We are in treaty with many of the powers of Europe, because we believe in the good faith of Catholics. Two-thirds of Europe are, in fact, Catholics; are they all perjured? For the first fourteen centuries all the Christian world were Catholics; did they live in a constant state of perjury? I am sure these objections against the Catholics are often made by very serious and honest men, but I much doubt if Voltaire has advanced any thing against the Christian religion so horrible, as to say that two-thirds of those who profess it are unfit for all the purposes of civil life; for who is fit to live in society who does not respect oaths? But if this imputation be true, what folly to agitate such questions as the civil emancipation of the Catholics. If they are always ready to support falsehood by an appeal to God, why are they suffered to breathe the air of England, or to drink of the waters of England? Why are they

not driven into the howling wilderness? But now they possess, and bequeath, and witness, and decide civil rights; and save life as physicians, and defend property as lawyers, and judge property as jurymen; and you pass laws, enabling them to command all your fleets and armies,* and then you turn round upon the very man whom you have made the master of the European seas, and the arbiter of nations, and tell him he is not to be believed on his oath.

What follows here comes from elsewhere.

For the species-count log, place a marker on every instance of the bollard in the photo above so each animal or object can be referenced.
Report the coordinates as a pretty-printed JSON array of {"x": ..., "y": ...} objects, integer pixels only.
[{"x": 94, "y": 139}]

I have lived a little in the world, but I never happened to hear a single Catholic even suspected of getting into office by violating his oath; the oath which they are accused of violating is an insuperable barrier to them all. Is there a more disgraceful spectacle in the world than that of the Duke of Norfolk hovering round the House of Lords in the execution of his office, which he cannot enter as a peer of the realm ? disgraceful to the bigotry and injustice of his country, to his own sense of duty, honourable in the extreme; he is the leader of a band of ancient and high-principled gentlemen, who submit patiently to obscurity and privation, rather than do violence to their conscience. In all the fury of party, I never heard the name of a single Catholic mentioned, who was suspected of having gained, or aimed at, any political advantage, by violating his oath. I have never heard so bitter a slander supported by the slightest proof. Every man in the circle of his acquaintance has met with Catholics, and lived with them probably as companions. If this immoral lubricity were their characteristic, it would surely be perceived in common life. Every man's experience would corroborate the imputation; but I can honestly say that some of the best and most excellent men I have ever met with have been Catholics; perfectly alive to the evil and inconvenience of their situation, but thinking themselves bound by the law of God and the law of honour, not to avoid persecution by falsehood and apostasy. But why (as has been asked ten thousand times before) do you lay such a stress upon these oaths of exclusion, if the Catholics do not respect oaths? You compel me, a Catholic, to make a declaration against transubstantiation, for what purpose but to keep me out of Parliament? Why, then, I respect oaths and declarations, or else I should perjure myself, and get into Parliament; and if I do not respect

There is no law to prevent a Catholic from having the command of a British fleet or a British army.